This application is built around the concept "Who has the time to read all the IMDb reviews?". This application aims to promote the wonderful films made by the Ghibli animation studio by condensing the reviews information on the IMDb website and obtaining the images and trailers about the selected movies automatically.
First the film titles and basic information are obtained using the Ghibli API. Using this information reviews were scraped from the IMDb movie reviews website. Some basic NLP techniques such as word clouds and N grams were used to summarise about 1500 user reviews. Also, the similarity between films was calculated based on the words within the reviews. Finally, the YouTube Data API was used to find the appropriate trailer for the movie automatically.

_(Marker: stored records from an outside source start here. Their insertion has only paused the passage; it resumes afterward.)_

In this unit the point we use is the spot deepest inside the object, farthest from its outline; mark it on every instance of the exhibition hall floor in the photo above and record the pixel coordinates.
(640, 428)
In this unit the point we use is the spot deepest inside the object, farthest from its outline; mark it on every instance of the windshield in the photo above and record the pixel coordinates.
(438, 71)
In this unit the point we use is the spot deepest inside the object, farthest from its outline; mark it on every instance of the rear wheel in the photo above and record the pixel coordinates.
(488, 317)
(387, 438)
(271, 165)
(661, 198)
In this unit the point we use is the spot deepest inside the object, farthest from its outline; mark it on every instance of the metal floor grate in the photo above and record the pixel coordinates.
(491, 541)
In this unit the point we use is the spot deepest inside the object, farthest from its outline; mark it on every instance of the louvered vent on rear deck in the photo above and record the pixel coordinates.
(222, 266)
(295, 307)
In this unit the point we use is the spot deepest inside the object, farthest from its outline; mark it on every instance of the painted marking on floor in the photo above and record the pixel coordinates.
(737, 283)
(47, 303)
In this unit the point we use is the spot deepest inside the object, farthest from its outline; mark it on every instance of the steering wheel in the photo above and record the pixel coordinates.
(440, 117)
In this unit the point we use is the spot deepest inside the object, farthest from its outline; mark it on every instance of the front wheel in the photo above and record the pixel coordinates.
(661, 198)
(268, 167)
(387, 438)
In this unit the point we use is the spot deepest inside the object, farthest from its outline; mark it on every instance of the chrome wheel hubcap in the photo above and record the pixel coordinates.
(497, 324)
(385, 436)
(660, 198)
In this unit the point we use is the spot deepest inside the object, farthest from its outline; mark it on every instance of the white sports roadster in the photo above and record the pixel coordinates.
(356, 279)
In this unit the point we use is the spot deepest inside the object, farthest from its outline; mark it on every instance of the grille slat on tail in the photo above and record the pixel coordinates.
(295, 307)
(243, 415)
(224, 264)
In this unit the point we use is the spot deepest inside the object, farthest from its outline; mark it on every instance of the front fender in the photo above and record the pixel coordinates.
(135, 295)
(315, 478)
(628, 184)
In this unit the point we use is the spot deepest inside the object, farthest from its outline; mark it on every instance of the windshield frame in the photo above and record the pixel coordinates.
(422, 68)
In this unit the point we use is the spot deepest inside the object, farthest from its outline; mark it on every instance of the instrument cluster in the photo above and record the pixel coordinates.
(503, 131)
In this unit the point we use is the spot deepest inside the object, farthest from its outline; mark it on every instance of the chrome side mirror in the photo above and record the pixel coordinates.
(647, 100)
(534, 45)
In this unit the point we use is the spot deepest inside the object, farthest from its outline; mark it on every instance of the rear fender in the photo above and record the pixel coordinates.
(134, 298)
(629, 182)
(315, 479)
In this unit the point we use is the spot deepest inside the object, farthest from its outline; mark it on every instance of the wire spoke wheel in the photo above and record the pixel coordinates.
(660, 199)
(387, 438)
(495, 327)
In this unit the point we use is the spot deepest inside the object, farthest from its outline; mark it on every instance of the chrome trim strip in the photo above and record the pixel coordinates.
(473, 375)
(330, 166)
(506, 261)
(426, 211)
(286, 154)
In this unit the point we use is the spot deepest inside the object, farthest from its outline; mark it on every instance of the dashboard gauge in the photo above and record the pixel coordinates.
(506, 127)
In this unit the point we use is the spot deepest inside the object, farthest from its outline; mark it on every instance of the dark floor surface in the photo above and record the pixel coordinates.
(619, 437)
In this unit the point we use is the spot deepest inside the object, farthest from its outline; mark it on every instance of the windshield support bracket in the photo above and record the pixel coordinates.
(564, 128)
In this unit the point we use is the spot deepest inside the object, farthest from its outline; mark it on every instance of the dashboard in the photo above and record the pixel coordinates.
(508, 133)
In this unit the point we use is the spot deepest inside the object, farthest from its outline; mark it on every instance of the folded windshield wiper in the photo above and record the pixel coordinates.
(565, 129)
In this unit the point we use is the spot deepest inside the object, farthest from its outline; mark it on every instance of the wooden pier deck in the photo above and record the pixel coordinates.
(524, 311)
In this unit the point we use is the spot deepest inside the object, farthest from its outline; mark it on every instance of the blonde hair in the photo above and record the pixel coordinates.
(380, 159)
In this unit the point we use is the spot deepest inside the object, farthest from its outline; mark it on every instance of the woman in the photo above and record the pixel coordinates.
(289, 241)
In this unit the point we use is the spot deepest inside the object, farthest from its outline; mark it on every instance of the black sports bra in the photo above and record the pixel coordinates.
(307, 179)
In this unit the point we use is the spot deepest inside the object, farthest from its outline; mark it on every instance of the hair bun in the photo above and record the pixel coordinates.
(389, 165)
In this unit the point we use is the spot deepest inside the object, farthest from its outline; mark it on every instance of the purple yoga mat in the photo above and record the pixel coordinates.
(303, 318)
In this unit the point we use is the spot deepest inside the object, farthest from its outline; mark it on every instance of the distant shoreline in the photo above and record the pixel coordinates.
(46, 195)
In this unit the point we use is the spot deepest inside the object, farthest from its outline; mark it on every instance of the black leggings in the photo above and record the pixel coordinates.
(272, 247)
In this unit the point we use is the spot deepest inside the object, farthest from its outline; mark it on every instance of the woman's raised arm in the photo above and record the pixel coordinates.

Shiny App IO: https://tigerstone.shinyapps.io/project/
https://developers.google.com/youtube/v3
Used to obtian movie trailers. Refer to YouTube.R
for code.
https://ghibliapi.herokuapp.com
Use to obtain movie titles and related information such as directors and producers. Refer to ghibliPortal.R
for code.
User Review data was scraped from the IMDb website and stored in the IMDB.Ghibli.Reviews
table on the cloud SQL database. Refer to IMDbPortal.R
for source code.
The links to the posters for the movies were obtained from the official studio ghibli website. They are stored in the table named Ghibli.Poster
on the cloud SQL database. Refer to ghibliPortal.R
for source code.
The data is stored on a google cloud SQL database. The database contains two basic tables as shown above. They are collected from the database and loaded in the local environment when the app starts. The database is updated automatically at 0:00 a.m. on the first day of every month via CRON job. Refer to cron.R
and cron.yaml
for code.
- Better UI design (for sure).
- Functions for obtaining YouTube trailer statistics and comments are implemented but not utilized.
- Obtaining more movie data and utilizing advanced NLP techniques.